Now that we've created spectrogram images, it's time to build the computer vision model. You'll be using the `torchvision` package to build your vision model. The convolutional neural network (CNN) layer (`conv2d`) will be used to extract the unique features from the spectrogram image for each speech command.

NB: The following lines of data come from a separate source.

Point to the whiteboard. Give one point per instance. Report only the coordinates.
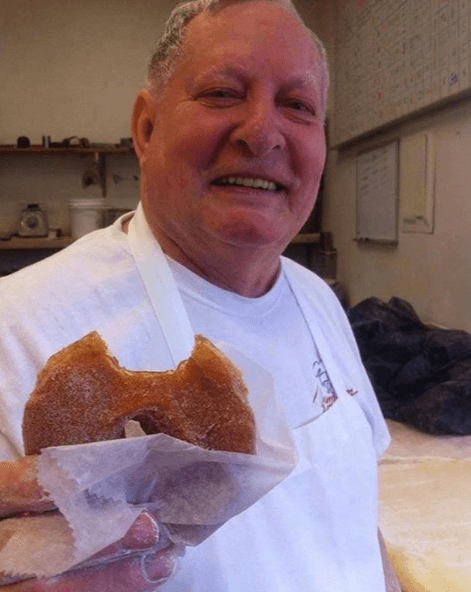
(397, 57)
(378, 194)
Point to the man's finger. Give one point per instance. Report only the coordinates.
(19, 488)
(143, 534)
(138, 573)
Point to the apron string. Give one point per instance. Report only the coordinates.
(161, 288)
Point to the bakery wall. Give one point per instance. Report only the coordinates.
(70, 68)
(431, 271)
(73, 68)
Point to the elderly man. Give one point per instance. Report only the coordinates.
(230, 139)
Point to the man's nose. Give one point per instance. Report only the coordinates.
(259, 129)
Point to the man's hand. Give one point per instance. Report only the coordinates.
(129, 565)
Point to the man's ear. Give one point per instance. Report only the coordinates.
(142, 123)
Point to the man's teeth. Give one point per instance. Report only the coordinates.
(247, 182)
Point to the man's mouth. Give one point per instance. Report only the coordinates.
(256, 183)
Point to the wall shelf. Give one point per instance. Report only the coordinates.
(98, 152)
(18, 242)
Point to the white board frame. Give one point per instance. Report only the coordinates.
(378, 194)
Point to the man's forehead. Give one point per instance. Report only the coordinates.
(271, 25)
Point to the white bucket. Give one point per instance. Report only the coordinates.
(86, 215)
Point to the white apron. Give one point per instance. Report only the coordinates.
(316, 531)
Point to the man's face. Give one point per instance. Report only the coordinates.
(237, 146)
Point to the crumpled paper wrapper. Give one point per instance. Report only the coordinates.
(101, 488)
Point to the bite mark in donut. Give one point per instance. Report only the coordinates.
(83, 395)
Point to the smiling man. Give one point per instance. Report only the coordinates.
(230, 139)
(232, 146)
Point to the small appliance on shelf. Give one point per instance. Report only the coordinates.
(32, 222)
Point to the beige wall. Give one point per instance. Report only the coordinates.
(70, 68)
(431, 271)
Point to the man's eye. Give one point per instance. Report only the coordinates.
(301, 107)
(220, 94)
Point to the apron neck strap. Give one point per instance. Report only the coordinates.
(161, 288)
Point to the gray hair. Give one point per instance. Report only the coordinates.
(168, 47)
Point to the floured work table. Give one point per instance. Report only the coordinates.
(425, 509)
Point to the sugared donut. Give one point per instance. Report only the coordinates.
(83, 395)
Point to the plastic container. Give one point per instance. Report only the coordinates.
(86, 215)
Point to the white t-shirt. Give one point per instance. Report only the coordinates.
(317, 530)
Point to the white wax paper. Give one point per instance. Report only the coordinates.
(101, 488)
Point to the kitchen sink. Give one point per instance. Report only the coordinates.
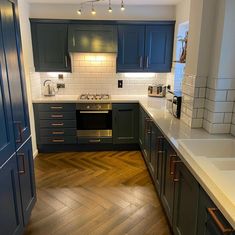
(210, 148)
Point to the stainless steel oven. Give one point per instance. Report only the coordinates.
(94, 122)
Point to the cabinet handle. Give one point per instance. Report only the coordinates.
(19, 127)
(66, 61)
(56, 107)
(147, 62)
(74, 42)
(57, 116)
(222, 228)
(172, 170)
(57, 124)
(175, 178)
(22, 156)
(141, 62)
(95, 141)
(58, 141)
(57, 132)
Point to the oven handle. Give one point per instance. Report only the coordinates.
(94, 111)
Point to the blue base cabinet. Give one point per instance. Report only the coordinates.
(26, 179)
(210, 219)
(11, 220)
(145, 48)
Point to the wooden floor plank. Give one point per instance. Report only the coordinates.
(95, 193)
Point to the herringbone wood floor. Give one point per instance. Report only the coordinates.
(95, 193)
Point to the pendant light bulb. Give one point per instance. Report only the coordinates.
(93, 12)
(122, 6)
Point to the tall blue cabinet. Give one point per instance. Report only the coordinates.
(17, 182)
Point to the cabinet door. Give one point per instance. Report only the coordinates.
(130, 48)
(11, 221)
(14, 63)
(27, 180)
(7, 142)
(185, 202)
(206, 224)
(159, 48)
(50, 47)
(125, 123)
(93, 38)
(167, 193)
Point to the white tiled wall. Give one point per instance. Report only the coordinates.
(96, 73)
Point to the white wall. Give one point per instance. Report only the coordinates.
(28, 61)
(68, 11)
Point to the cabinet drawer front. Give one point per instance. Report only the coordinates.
(57, 115)
(58, 132)
(59, 140)
(57, 123)
(56, 107)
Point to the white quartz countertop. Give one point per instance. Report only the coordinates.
(219, 184)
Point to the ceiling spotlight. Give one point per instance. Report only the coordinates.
(110, 8)
(93, 12)
(122, 6)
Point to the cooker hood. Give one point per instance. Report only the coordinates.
(92, 38)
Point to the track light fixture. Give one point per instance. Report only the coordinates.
(93, 12)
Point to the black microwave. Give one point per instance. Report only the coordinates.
(174, 100)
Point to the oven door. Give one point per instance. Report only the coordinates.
(95, 123)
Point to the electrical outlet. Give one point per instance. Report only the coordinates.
(120, 83)
(60, 85)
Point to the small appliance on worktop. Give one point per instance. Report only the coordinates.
(94, 120)
(157, 91)
(174, 99)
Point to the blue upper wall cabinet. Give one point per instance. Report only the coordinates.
(92, 38)
(145, 48)
(50, 47)
(14, 70)
(130, 48)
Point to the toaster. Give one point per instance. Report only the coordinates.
(157, 91)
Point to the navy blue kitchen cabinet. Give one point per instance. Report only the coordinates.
(50, 47)
(145, 48)
(186, 198)
(159, 48)
(13, 57)
(92, 38)
(130, 48)
(167, 183)
(125, 123)
(11, 220)
(210, 219)
(27, 179)
(7, 141)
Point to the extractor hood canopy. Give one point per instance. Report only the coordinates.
(92, 3)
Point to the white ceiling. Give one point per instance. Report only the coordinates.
(127, 2)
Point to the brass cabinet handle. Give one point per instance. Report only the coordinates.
(172, 157)
(222, 228)
(57, 116)
(95, 141)
(141, 61)
(58, 141)
(175, 179)
(66, 61)
(56, 107)
(57, 132)
(19, 127)
(22, 156)
(57, 124)
(147, 62)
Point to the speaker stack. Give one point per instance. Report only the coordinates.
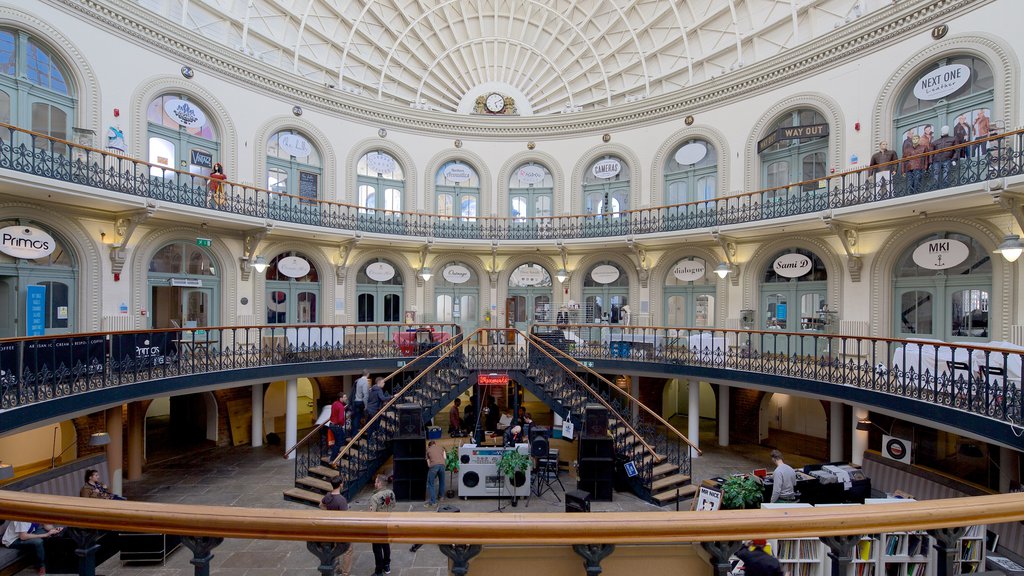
(597, 453)
(410, 454)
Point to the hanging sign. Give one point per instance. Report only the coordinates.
(604, 274)
(456, 274)
(26, 242)
(380, 272)
(184, 114)
(293, 266)
(689, 271)
(295, 145)
(607, 168)
(530, 174)
(940, 254)
(942, 82)
(458, 172)
(691, 154)
(792, 265)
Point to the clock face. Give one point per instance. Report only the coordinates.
(495, 103)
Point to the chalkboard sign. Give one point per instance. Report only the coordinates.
(308, 184)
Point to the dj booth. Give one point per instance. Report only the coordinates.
(478, 472)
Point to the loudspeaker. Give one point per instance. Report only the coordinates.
(410, 419)
(595, 423)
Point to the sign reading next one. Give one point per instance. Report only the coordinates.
(26, 242)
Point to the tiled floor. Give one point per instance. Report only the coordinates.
(257, 477)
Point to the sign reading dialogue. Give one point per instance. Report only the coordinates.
(26, 242)
(792, 265)
(940, 254)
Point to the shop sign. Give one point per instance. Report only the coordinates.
(184, 114)
(940, 254)
(26, 242)
(607, 168)
(293, 266)
(689, 271)
(294, 145)
(792, 265)
(380, 272)
(691, 154)
(531, 174)
(604, 274)
(456, 274)
(942, 82)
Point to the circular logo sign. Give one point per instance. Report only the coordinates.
(380, 272)
(606, 168)
(530, 174)
(604, 274)
(295, 145)
(380, 163)
(942, 82)
(458, 172)
(940, 254)
(792, 265)
(26, 242)
(456, 274)
(293, 266)
(184, 114)
(689, 270)
(691, 154)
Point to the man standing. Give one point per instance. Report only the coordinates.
(435, 474)
(334, 500)
(382, 501)
(783, 480)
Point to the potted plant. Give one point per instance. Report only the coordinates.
(740, 492)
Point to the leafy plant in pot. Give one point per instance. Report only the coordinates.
(740, 492)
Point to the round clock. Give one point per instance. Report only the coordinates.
(495, 103)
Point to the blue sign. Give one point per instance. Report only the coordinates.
(35, 311)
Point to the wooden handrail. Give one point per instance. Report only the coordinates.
(542, 528)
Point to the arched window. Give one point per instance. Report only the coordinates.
(378, 292)
(942, 287)
(380, 182)
(181, 137)
(34, 92)
(530, 192)
(606, 187)
(925, 107)
(790, 159)
(457, 188)
(691, 172)
(293, 165)
(292, 290)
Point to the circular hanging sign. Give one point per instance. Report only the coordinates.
(691, 154)
(940, 254)
(295, 145)
(184, 114)
(380, 272)
(380, 163)
(458, 172)
(792, 265)
(293, 266)
(26, 242)
(527, 276)
(689, 270)
(606, 168)
(604, 274)
(941, 82)
(456, 274)
(530, 174)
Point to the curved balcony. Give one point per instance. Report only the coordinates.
(42, 156)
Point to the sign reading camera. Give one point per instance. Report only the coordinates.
(26, 242)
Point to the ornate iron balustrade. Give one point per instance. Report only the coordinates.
(39, 155)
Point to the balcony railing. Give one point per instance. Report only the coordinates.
(40, 155)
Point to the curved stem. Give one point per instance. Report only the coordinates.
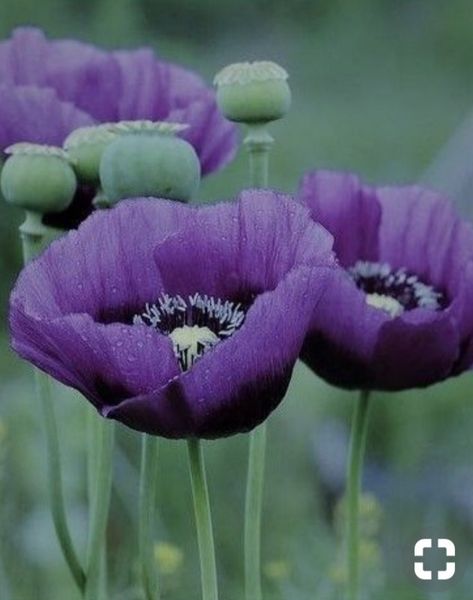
(32, 235)
(258, 142)
(354, 480)
(253, 510)
(203, 520)
(99, 509)
(148, 476)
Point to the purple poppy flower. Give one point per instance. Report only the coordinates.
(49, 88)
(398, 315)
(175, 320)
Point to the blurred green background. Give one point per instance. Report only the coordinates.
(379, 86)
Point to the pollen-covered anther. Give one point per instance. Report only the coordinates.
(394, 291)
(195, 324)
(386, 303)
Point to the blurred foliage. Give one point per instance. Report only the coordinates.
(378, 87)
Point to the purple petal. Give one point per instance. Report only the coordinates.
(415, 350)
(213, 137)
(348, 209)
(145, 86)
(343, 334)
(31, 114)
(104, 269)
(106, 363)
(265, 234)
(86, 76)
(23, 58)
(237, 384)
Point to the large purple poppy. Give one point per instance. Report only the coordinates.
(399, 314)
(49, 88)
(175, 320)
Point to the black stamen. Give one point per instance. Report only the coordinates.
(404, 287)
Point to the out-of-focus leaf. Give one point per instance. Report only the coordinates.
(452, 170)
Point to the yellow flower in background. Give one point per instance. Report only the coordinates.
(169, 557)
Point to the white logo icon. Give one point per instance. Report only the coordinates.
(443, 544)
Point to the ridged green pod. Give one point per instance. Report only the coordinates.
(38, 179)
(149, 164)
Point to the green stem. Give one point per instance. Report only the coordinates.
(253, 510)
(100, 508)
(32, 234)
(148, 477)
(259, 143)
(203, 520)
(354, 480)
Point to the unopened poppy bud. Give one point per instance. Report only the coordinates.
(253, 92)
(85, 146)
(38, 178)
(147, 159)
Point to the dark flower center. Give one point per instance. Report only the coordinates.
(394, 291)
(195, 324)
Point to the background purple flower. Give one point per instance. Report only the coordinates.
(49, 88)
(82, 311)
(399, 314)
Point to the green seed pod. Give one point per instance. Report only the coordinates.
(85, 146)
(255, 92)
(146, 159)
(38, 178)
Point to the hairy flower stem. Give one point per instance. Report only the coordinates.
(148, 476)
(258, 143)
(203, 520)
(253, 510)
(32, 233)
(104, 432)
(354, 479)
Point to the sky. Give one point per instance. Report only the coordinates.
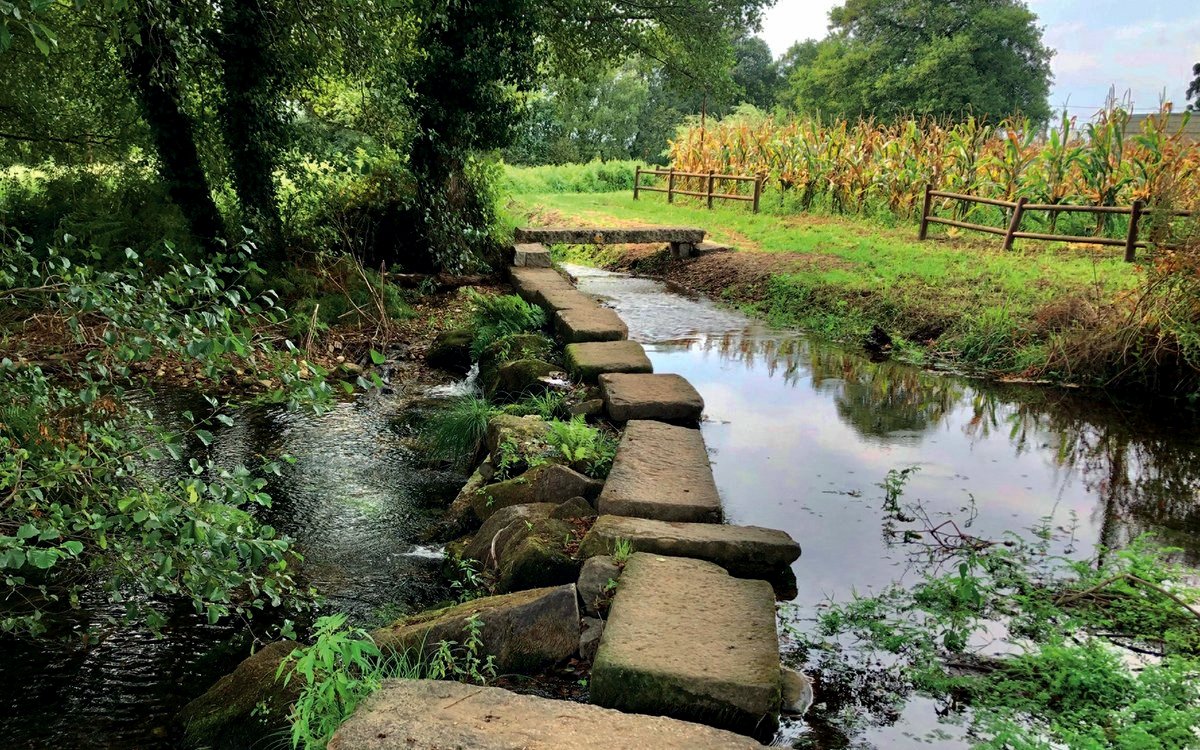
(1140, 47)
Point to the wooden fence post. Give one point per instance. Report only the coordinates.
(924, 213)
(1132, 238)
(1014, 225)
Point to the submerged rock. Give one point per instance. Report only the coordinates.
(228, 715)
(527, 377)
(451, 351)
(525, 631)
(544, 484)
(442, 715)
(797, 694)
(526, 546)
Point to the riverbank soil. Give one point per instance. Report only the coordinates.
(1056, 312)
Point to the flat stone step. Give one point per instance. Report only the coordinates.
(594, 323)
(745, 551)
(588, 361)
(409, 714)
(687, 640)
(529, 282)
(531, 255)
(665, 397)
(609, 235)
(661, 472)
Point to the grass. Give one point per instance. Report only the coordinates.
(958, 298)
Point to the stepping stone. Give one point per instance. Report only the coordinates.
(528, 282)
(588, 361)
(747, 551)
(593, 323)
(666, 397)
(687, 640)
(661, 472)
(425, 714)
(531, 255)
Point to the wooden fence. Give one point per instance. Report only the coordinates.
(1019, 208)
(711, 180)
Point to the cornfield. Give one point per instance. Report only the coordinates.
(867, 166)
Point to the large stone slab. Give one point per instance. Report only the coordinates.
(687, 640)
(593, 323)
(531, 255)
(661, 472)
(748, 551)
(444, 715)
(528, 282)
(609, 235)
(587, 361)
(665, 397)
(525, 631)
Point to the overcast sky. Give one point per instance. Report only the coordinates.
(1143, 47)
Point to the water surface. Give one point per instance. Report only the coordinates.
(802, 432)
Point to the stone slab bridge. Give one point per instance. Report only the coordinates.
(531, 241)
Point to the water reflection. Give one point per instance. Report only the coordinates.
(357, 502)
(802, 432)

Let's import the packages we need to build the model.

In [None]:
from torch.utils.data import DataLoader
from torchvision import datasets, transforms
import torch
import torchaudio
import torch.nn as nn
import torch.nn.functional as F
import torch.optim as optim
import numpy as np
import matplotlib.pyplot as plt
from torch.utils.data import Dataset, DataLoader
from torchvision import datasets, models, transforms
from torchinfo import summary
import pandas as pd
import os

## Load spectrogram images into a data loader for training

Here, we provide the path to our image data and use PyTorch's `ImageFolder` dataset helper class to load the images into tensors. We'll also normalize the images by resizing to a dimension of 201 x 81.

In [None]:
data_path = f'./{folder}/spectrograms' #looking in subfolder train

yes_no_dataset = datasets.ImageFolder(
    root=data_path,
    transform=transforms.Compose([transforms.Resize((201,81)),
                                  transforms.ToTensor()
                                  ])
)
print(yes_no_dataset)

`ImageFolder` automatically creates the image class labels and indices based on the folders for each audio class.  We'll use the `class_to_idx` to view the class mapping for the image dataset.

In [None]:
class_map=yes_no_dataset.class_to_idx

print("\nClass category and index of the images: {}\n".format(class_map))

## Split the data for training and testing
We'll need to split the data to use 80 percent to train the model, and 20 percent to test.

In [None]:
#split data to test and train
#use 80% to train
train_size = int(0.8 * len(yes_no_dataset))
test_size = len(yes_no_dataset) - train_size
yes_no_train_dataset, yes_no_test_dataset = torch.utils.data.random_split(yes_no_dataset, [train_size, test_size])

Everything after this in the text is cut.